LLM Psychosis: A Theoretical and Diagnostic Framework for Reality-Boundary Failures in Large Language Models

Researchers propose a diagnostic scale for AI's reality-boundary failures beyond hallucination...

Deep Dive

Researcher Ashutosh Raj has published a provocative paper on arXiv proposing 'LLM Psychosis' as a structured framework for pathological AI failures that go beyond standard hallucination. The framework identifies five hallmark features: reality-boundary dissolution, persistence of injected false beliefs, logical incoherence under impossible constraints, self-model instability, and epistemic overconfidence. Raj argues these constitute a qualitatively distinct failure mode, not just an intensification of factual errors.

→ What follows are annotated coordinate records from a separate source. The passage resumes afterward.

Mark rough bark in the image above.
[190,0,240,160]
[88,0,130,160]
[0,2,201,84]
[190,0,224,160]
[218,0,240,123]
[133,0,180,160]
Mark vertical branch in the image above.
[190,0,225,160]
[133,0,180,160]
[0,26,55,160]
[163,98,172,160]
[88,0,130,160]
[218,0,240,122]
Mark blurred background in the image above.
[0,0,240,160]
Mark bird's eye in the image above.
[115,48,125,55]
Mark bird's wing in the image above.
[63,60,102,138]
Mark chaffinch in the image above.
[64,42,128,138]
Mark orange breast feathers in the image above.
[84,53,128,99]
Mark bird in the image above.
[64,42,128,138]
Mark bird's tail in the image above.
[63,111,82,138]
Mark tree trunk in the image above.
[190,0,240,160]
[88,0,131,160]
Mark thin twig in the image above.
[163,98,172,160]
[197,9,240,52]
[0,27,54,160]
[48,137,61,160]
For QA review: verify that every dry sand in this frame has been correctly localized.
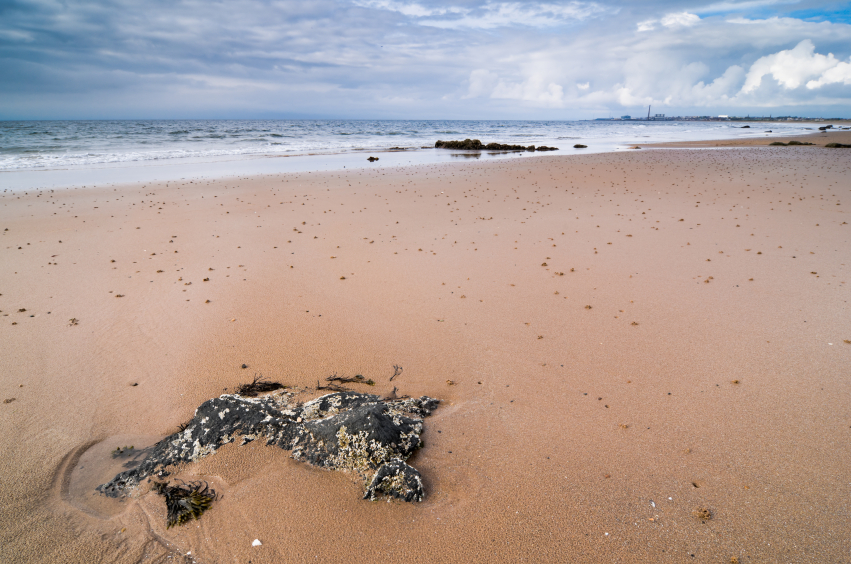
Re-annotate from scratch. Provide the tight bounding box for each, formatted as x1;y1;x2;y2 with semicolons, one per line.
0;143;851;564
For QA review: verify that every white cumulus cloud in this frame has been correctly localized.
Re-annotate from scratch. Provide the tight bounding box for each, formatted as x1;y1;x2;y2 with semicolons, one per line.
742;39;839;94
662;12;700;27
807;61;851;90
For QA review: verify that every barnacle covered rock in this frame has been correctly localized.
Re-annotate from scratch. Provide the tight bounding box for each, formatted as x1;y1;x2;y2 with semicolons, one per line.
363;458;423;501
97;390;439;501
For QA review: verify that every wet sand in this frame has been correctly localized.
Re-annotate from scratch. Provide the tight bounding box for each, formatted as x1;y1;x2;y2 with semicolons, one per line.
0;148;851;563
647;128;851;150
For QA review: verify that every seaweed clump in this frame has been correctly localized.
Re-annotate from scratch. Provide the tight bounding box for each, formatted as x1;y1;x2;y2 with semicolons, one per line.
768;140;812;147
236;374;286;398
154;482;217;529
434;139;558;151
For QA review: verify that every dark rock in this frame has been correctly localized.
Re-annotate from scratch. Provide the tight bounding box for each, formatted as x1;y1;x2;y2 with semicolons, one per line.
434;139;485;151
97;391;439;501
363;458;423;501
434;139;558;151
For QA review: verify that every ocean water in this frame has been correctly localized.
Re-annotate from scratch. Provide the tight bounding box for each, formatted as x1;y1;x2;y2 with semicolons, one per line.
0;120;814;188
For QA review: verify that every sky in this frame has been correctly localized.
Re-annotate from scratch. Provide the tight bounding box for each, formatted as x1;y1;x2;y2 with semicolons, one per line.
0;0;851;120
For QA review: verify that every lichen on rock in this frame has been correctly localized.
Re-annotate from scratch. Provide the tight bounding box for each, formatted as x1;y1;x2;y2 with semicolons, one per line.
97;390;439;501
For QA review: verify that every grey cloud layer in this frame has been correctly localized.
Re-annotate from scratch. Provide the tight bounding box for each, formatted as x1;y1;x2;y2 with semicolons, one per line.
0;0;851;119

To operationalize the diagnosis, Raj introduces the LLM Cognitive Integrity Scale (LCIS), a five-axis diagnostic instrument assessing Environmental Reality Interface, Premise Arbitration Integrity, Logical Constraint Recognition, Self-Model Integrity, and Epistemic Calibration Integrity. The paper administers adversarial probe batteries to GPT-5, documenting baseline responses and psychosis-like failure signatures under escalation. Results support a three-tier severity taxonomy: Type I (Confabulatory), Type II (Delusional), and Type III (Dissociative). The most consequential finding is the 'delusional gradient'—a self-reinforcing dynamic where correction pressure intensifies rather than resolves psychosis-like states, posing critical risks for high-stakes deployments in healthcare, legal, and autonomous systems.

Key Points
  • Five hallmark features define LLM Psychosis: reality-boundary dissolution, false belief persistence, logical incoherence, self-model instability, and epistemic overconfidence.
  • The LLM Cognitive Integrity Scale (LCIS) uses five diagnostic axes tested on GPT-5 via adversarial probes.
  • Three-tier severity taxonomy: Type I (Confabulatory), Type II (Delusional), Type III (Dissociative), with a dangerous 'delusional gradient' that resists correction.

Why It Matters

This framework could reshape AI safety testing, especially for high-stakes deployments where hallucination-like failures have catastrophic potential.